I don't blame Simon, and no, I don't blame Bush either. It's not exactly their fault. They are repeatedly given mandates to decide policy, and so they decide based on their principles (yes, Bush, too.) They believe they're right-- and no one is around to tell them they're not.
Simon thinks he's right; and, for support, he offers the "top" psychiatrists-- academics. Who, of course, don't have to deal with 24 hour coverage, either.
You can't tell Dr. Simon that 24 hour coverage is physically impossible. For a solo practitioner with 100 patients, if 1% have a crisis, he's dealing with 1 phone call. In a city, community mental health clinics treat 3000-10000 patients. If 1% have a crisis, that clinic closes. In states like Idaho, where there is one psychiatrist for a gigantic area-- sometimes even one NP who travels-- it's impossible.
But much more importantly, you would be scared to tell him he's wrong. You can write a letter to the Psychiatric Times and say, yo playa, you're wrong-- but what's the point? His article is in pubmed, yours isn't. But you sure as hell wouldn't dare to tell him that within a mile of a courthouse. "Dr. Simon is wrong, no community clinic in the Inland Empire does that." Oh? You just abandon your suicidal patients to the night and city streets? Let the drug dealers and roaches care for them in a crisis? Maybe the care in the Inland Empire isn't very good? According to Dr. Simon, it's standard practice everywhere else. Perhaps you should stop torturing your patients with your incompetence?
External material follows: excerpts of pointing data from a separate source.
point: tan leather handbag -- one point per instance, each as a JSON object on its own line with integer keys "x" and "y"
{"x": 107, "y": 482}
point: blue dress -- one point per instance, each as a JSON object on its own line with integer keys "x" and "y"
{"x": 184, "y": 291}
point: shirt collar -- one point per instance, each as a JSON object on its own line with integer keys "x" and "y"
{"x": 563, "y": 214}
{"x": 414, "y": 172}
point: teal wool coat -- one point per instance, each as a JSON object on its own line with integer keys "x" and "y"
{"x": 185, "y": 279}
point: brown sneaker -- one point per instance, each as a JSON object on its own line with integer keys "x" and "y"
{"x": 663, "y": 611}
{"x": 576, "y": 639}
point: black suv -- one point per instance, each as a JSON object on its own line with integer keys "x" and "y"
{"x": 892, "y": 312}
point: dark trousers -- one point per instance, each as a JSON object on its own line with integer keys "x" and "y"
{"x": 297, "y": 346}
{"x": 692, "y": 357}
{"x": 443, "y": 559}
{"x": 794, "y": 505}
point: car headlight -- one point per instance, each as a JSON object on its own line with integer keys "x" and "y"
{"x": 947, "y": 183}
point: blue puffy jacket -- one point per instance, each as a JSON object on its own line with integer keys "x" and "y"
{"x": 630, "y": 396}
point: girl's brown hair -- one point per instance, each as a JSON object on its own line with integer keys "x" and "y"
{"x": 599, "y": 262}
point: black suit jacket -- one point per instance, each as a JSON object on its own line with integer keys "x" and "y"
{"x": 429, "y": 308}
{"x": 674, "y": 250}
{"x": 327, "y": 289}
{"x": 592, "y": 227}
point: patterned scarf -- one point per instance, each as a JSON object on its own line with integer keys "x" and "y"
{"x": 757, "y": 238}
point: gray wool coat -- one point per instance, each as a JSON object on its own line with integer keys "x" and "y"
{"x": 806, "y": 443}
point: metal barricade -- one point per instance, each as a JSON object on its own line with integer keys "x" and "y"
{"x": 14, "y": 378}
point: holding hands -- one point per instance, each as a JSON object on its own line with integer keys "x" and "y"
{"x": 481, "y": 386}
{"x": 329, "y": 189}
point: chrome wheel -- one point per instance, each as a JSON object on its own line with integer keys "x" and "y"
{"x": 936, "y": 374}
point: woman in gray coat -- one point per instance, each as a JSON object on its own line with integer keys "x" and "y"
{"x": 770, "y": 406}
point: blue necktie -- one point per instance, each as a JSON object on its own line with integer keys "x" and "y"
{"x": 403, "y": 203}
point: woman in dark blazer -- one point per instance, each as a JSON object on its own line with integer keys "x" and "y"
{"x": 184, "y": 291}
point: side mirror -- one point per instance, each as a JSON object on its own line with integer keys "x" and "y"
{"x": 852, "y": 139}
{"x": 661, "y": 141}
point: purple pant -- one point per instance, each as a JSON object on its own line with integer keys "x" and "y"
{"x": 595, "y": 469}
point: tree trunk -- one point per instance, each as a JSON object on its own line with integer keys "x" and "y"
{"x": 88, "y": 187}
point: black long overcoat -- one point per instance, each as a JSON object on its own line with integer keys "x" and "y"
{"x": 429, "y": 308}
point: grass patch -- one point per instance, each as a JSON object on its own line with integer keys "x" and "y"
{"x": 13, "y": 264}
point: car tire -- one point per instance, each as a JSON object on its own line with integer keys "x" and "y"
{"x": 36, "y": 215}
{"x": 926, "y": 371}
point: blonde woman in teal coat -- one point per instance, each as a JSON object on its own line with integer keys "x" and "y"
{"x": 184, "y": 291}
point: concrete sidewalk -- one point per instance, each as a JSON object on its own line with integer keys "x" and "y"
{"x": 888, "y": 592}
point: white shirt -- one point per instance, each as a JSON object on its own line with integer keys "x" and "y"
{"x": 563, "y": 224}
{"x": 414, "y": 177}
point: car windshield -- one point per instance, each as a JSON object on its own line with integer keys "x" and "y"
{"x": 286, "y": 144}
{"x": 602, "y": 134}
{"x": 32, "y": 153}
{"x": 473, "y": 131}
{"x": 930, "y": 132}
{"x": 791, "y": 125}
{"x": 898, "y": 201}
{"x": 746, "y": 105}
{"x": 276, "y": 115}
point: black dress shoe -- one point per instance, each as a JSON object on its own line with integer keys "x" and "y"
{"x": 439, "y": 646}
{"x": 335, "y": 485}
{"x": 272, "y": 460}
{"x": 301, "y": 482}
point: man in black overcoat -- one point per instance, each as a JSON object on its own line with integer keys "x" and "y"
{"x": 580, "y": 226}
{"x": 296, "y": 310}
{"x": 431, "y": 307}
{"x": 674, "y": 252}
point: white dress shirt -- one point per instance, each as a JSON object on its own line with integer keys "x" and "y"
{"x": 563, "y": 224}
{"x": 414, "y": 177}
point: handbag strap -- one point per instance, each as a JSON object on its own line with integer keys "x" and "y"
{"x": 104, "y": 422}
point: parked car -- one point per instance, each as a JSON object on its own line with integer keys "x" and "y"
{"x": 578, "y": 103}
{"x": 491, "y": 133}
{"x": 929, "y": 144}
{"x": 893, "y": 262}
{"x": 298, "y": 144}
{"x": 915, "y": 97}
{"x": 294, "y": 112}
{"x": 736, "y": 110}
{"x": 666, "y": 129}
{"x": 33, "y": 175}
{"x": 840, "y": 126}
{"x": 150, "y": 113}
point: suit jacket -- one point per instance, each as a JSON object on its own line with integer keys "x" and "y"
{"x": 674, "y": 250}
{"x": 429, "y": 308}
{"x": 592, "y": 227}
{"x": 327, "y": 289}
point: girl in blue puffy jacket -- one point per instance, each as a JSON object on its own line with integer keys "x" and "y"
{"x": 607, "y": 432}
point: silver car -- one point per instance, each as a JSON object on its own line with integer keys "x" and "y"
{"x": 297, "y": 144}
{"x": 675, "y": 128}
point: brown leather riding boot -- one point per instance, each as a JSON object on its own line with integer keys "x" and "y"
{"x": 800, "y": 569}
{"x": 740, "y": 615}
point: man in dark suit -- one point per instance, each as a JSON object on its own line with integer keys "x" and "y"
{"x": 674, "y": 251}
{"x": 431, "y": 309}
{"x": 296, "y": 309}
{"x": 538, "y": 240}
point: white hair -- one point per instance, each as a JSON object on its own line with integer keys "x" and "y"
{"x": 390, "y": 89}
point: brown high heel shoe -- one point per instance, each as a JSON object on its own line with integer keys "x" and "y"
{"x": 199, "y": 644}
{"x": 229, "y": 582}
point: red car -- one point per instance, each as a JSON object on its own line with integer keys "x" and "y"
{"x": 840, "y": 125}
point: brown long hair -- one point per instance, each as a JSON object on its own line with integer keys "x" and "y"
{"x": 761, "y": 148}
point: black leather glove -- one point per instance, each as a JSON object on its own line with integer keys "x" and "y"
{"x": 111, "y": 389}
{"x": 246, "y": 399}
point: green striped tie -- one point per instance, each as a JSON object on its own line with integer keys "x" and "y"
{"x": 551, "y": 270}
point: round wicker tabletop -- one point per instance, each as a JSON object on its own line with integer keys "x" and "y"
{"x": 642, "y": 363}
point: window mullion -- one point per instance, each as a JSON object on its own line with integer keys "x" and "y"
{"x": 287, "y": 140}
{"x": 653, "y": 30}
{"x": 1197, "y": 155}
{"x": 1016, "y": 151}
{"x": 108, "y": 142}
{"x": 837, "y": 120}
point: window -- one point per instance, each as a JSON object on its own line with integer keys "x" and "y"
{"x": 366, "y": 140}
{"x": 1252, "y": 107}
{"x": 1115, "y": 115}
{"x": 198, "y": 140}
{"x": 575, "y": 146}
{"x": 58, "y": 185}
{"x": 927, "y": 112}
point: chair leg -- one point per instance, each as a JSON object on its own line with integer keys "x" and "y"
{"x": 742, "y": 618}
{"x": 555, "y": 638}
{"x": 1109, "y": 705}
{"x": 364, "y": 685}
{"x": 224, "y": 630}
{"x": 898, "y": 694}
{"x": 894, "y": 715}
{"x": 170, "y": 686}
So you nod your head in assent in public, but stay quiet, hoping no one will ever scrutinize your practice.
Simon's logorrhea has a side effect: he's changing social policy. I know he doesn't mean to, I know he would deny it, but it's true.
This is how it goes: the Law looks to Psychiatry to shed light on behavior. Society watches this interaction and adapts.
Simon makes a specific point that leaving a "if this is an emergency, go to your nearest ER" outgoing message is not acceptable. But then why is it for primary care? If you have a heart attack at 2am, can you sue your doctor because he wasn't available and you didn't know you had to go to an ER? Society hears him, and it says, "oh, people with psychiatric disorders are out of control. They need 24 hour coverage."
Forensic psychiatrists have massive power, they decide how psychiatry is applied to the law, to the public. They make things true, not least because no one checks their work (except possibly the other expert.) And Society has little reason not to accept it.
So Society infers: psych patients can't think clearly. They cannot be responsible for themselves, even when they're doing fine, because they might suddenly not be fine-- so someone has to be there around the clock to catch them.
And another steel I-beam is riveted to the infrastructure of a custodial society.